Delirio

Te quiero en mis vaivenes desvelados
Y en las rutas fantásticas del sueño.
Te quiero por las cosas que me dices
Con la voz muda que te quema adentro.
Te quiero en mis ataques agresivos
A la terca trinchera de tu miedo.
Te quiero en la sonrisa y en el llanto;
En la palabra y en el pensamiento.
Te quiero como el buque a la deriva
Que aflora el faro anunciador del puerto.

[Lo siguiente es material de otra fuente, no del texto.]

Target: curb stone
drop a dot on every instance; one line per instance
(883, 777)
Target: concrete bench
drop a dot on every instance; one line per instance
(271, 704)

Te quiero en el Sermón de la Montaña
Y en la mejilla fiel del Nazareno.
Te quiero así, desesperadamente;
Desesperadamente así, te quiero.
Y aunque vuelvas el rostro cuando cruzo
Repudiando mi hoguera con tu hielo;
Y cierres el balcón de tus oídos
A la azul serenata de mis versos;
Y pongas un arcángel de custodio
A negarme el Edén con tu desprecio,
No podrás impedir que mis pinceles
Secuestren el más leve de tus gestos
Porque mucho de ti, de tus encantos,
Son los rasgos que afloran en mis lienzos.
Tesonero acicate de mis ansias,
Mi cruz, mi eterna inspiración, mi reto:
La que aspira a erigirse en mi enemiga
Y sólo se convierte en mi modelo.
Mujer que te interrumpes en esperas,
Esclava de relojes y proyectos;
Virgen pendiente de los azahares
Que aunque te rondan, los presientes lejos;
Niña Venus que sola y sin destino
Vegetas en un éter de recuerdos;
Muchacha que no sabes lo que pierdes
Como raíz que menosprecia el riego:
Voy a izar en el asta de tu ausencia
El raído pendón de mi tormento
Con una frase que jamás se borre
Ni ante el asombro vertical del tiempo:
Te quiero porque tú eres tú y… ¡me basta!
Te quiero, sí; te quiero, si: ¡te quiero!